- HotSAX is a small fast SAX2 parser for HTML, XHTML and XML.
SAX parsers parse XML by generating events for start tags, text, and end tags which trigger event handlers in your code. They are meant to be faster and use less memory than an equivalent DOM parser. SAX2 adds lexical handling extensions like comments and CDATA.blocks.
- HTMLParser - a super-fast real-time parser for real-world HTML. What has attracted most developers to HTMLParser has been its simplicity in design, speed and ability to handle streaming real-world html
J.A.D.E. Java Addition to Default Environment
- javolution real-time goals are simple: To make your application faster and more time predictable!
That being accomplished through:
* Safe/transparent object recycling (including threads reuse with concurrent contexts).
* Class initialization and object preallocation at start-up or at any time of your convenience.
* Fast and highly deterministic util / lang / io / xml base classes (e.g. Text insertion/deletion in O[Log(n)] instead of O[n] for standard String/StringBuffer/StringBuilder).
* First (and unique) RTSJ-Compliant Collections Classes (pdf presentation)
- JTidy is a Java port of HTML Tidy,a HTML syntax checker and pretty printer. Like its non-Java cousin, JTidy can be used as a tool for cleaning up malformed and faulty HTML. In addition, JTidy provides a DOM interface to the document that is being processed, which effectively makes you able to use JTidy as a DOM parser for real-world HTML.
- NekoHTML is a simple HTML scanner and tag balancer that enables application programmers to parse HTML documents and access the information using standard XML interfaces.
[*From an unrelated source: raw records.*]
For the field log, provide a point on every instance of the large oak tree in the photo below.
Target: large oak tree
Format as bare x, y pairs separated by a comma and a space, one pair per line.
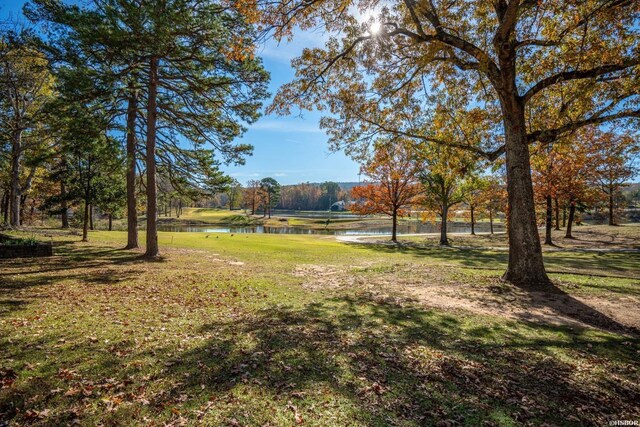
520, 59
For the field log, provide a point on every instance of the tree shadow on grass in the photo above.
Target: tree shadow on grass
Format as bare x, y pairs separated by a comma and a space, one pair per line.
365, 361
399, 364
94, 267
558, 300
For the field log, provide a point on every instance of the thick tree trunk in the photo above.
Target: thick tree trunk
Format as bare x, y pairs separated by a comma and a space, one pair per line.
548, 226
572, 212
132, 213
152, 201
443, 225
526, 266
85, 222
611, 208
394, 226
64, 214
5, 207
491, 220
14, 202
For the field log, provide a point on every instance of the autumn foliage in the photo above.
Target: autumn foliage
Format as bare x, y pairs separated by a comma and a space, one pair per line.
393, 186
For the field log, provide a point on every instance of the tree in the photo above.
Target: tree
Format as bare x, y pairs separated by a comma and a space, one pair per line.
442, 176
474, 192
234, 194
494, 198
251, 195
270, 189
393, 186
26, 86
614, 164
509, 56
201, 77
546, 180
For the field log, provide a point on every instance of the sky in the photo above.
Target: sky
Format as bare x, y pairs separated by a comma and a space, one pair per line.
291, 149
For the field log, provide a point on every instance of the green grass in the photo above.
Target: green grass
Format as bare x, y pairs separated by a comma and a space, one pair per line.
257, 330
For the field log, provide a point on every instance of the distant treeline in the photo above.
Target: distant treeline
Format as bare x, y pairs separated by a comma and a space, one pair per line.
303, 196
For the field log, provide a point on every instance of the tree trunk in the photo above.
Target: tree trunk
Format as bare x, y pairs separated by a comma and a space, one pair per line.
394, 226
64, 214
491, 220
5, 207
152, 201
548, 226
443, 225
16, 158
85, 222
132, 213
611, 213
572, 212
526, 266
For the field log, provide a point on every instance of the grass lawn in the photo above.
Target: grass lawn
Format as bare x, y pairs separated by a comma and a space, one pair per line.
285, 330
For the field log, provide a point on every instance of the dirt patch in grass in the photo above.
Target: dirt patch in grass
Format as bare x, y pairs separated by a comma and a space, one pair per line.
488, 296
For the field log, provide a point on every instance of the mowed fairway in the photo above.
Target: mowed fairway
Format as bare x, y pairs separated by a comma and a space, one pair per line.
284, 330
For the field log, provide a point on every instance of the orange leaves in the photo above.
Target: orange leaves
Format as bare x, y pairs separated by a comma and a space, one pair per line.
392, 172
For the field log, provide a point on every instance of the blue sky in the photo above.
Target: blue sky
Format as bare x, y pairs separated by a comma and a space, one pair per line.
290, 149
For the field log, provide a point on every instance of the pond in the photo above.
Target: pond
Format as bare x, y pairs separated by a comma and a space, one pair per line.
411, 228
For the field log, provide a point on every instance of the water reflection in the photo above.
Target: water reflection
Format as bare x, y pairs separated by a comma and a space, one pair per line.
412, 228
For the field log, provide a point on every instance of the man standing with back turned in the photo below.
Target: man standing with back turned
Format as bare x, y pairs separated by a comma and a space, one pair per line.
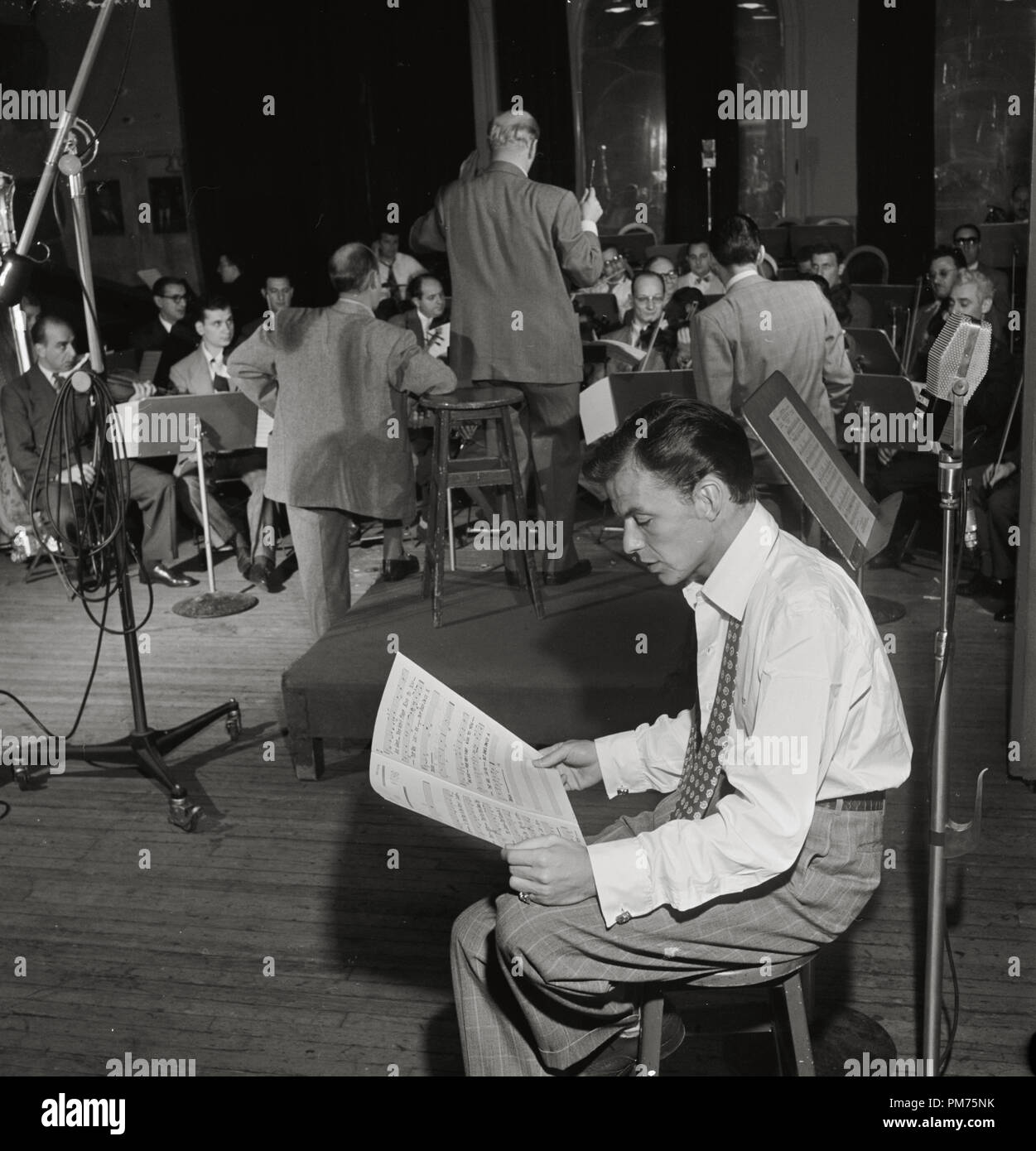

The parser can scan HTML files and "fix up" many common mistakes that human (and computer) authors make in writing HTML documents. NekoHTML adds missing parent elements; automatically closes elements with optional end tags; and can handle mismatched inline element tags.
- TagSoup, a SAX-compliant parser written in Java that, instead of parsing well-formed or valid XML, parses HTML as it is found in the wild: nasty and brutish, though quite often far from short. TagSoup is designed for people who have to process this stuff using some semblance of a rational application design. By providing a SAX interface, it allows standard XML tools to be applied to even the worst HTML.